Der Formgewaltige: Picasso in Neumarkt

Zum 50. Todestag des großen Künstlers zeigt das Museum Lothar Fischer grafische Werke aus der Sammlung Klewan.
Dürers Hase, Leonardo Da Vincis Mona Lisa, Pablo Picassos Friedenstaube – berühmte Bilder der Kunstgeschichte, die zu Ikonen der Popkultur und des Massengebrauchs in Werbung, Mode und Dekoration geworden sind. Davon sind die Bilder von Picasso, die ab Sonntag im Museum Lothar Fischer zu sehen sind, erfreulicherweise weit entfernt. In der Auswahl aus der Sammlung des deutsch-österreichischen Kunsthändlers Helmut Klewan, die bis Mitte Februar kommenden Jahres gezeigt wird, sind Zeichnungen und Druckgrafiken aus Picassos nahezu gesamter Schaffenszeit zu sehen.
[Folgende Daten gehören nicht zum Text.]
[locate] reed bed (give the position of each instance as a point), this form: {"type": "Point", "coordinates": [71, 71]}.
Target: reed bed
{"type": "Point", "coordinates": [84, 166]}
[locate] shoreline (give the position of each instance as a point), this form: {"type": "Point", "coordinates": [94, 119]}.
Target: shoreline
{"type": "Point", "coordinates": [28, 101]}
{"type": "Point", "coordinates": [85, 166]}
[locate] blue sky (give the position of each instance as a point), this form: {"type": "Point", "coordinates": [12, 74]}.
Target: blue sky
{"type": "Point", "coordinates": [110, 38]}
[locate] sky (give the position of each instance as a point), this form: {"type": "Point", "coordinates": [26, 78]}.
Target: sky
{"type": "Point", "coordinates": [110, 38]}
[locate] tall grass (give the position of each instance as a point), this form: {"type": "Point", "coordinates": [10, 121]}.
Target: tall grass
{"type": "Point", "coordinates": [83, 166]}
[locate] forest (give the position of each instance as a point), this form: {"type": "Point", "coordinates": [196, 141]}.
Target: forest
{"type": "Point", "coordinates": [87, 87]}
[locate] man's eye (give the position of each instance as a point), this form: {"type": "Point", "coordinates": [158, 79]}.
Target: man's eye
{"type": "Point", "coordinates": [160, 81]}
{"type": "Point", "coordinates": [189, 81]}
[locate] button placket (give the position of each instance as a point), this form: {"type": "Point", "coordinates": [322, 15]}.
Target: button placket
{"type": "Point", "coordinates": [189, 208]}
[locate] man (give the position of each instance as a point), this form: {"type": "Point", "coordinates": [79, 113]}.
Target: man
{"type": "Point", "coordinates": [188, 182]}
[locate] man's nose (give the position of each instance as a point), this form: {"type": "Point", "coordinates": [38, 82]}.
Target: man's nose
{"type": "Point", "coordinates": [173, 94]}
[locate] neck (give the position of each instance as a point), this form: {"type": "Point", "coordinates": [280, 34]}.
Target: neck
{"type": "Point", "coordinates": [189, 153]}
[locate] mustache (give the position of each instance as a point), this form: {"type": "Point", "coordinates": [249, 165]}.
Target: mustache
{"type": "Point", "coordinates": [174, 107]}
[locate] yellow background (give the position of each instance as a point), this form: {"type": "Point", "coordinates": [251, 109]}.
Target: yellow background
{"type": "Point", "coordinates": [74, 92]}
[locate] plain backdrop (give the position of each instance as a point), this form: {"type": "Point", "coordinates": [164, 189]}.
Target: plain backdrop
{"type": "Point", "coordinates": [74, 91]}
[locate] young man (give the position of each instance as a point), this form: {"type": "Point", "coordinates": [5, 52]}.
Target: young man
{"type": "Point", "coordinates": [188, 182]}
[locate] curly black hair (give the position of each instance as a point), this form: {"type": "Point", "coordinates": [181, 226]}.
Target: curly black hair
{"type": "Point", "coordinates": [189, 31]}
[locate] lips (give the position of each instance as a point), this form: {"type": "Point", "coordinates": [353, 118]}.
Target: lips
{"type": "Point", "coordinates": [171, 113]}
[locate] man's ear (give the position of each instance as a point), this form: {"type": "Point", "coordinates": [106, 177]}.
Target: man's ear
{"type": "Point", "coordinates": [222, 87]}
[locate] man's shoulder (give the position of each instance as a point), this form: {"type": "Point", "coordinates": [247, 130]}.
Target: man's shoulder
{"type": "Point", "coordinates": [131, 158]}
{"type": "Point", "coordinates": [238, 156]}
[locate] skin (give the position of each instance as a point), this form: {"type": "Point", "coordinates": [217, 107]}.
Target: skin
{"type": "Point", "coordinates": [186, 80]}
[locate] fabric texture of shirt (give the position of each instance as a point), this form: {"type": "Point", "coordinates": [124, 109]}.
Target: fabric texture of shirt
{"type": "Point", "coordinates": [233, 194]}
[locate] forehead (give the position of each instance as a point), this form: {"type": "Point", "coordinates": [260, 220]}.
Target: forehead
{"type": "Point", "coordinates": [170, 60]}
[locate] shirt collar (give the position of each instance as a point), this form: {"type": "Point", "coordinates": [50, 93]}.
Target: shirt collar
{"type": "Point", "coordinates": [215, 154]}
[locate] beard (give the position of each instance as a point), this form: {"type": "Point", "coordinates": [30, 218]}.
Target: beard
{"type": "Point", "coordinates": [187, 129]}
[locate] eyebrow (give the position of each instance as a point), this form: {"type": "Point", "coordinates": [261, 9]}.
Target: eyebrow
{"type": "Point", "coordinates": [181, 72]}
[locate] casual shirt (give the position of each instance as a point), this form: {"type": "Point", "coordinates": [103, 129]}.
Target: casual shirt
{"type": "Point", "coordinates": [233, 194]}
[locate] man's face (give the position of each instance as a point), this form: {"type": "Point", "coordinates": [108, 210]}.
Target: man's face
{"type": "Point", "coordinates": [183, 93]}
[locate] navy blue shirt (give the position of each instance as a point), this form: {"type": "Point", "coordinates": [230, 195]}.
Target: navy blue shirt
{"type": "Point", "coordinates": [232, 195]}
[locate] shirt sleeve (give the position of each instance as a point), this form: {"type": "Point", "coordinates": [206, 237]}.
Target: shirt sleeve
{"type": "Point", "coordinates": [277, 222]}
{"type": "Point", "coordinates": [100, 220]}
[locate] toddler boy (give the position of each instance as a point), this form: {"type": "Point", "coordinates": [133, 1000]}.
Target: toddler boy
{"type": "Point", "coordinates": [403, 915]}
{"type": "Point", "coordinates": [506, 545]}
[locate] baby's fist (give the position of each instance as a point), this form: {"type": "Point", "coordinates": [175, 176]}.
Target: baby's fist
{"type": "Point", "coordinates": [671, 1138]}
Picassos grafisches Œuvre gilt als das umfangreichste, das ein Künstler im vergangenen Jahrhundert hinterlassen hat. Mit 18 Jahren schuf er seine erste Radierung und mit fast 90 Jahren begann er noch im hohen Alter die grafische Sammlung Suite 156. Aus der zuvor entstandenen Suite „347 gravures“, die vernehmlich erotische Obsessionen mit Künstler und Modell umkreisen, sind mehrere Arbeiten ausgestellt. Sie sind am Ende des Ausstellungsrundgangs im Erdgeschoss unter dem Hashtag „Mythen“ zu finden. Neben Stierbildern mit dem Minotaurus und bacchantischen Motiven mit feiernden Faunen und Frauen.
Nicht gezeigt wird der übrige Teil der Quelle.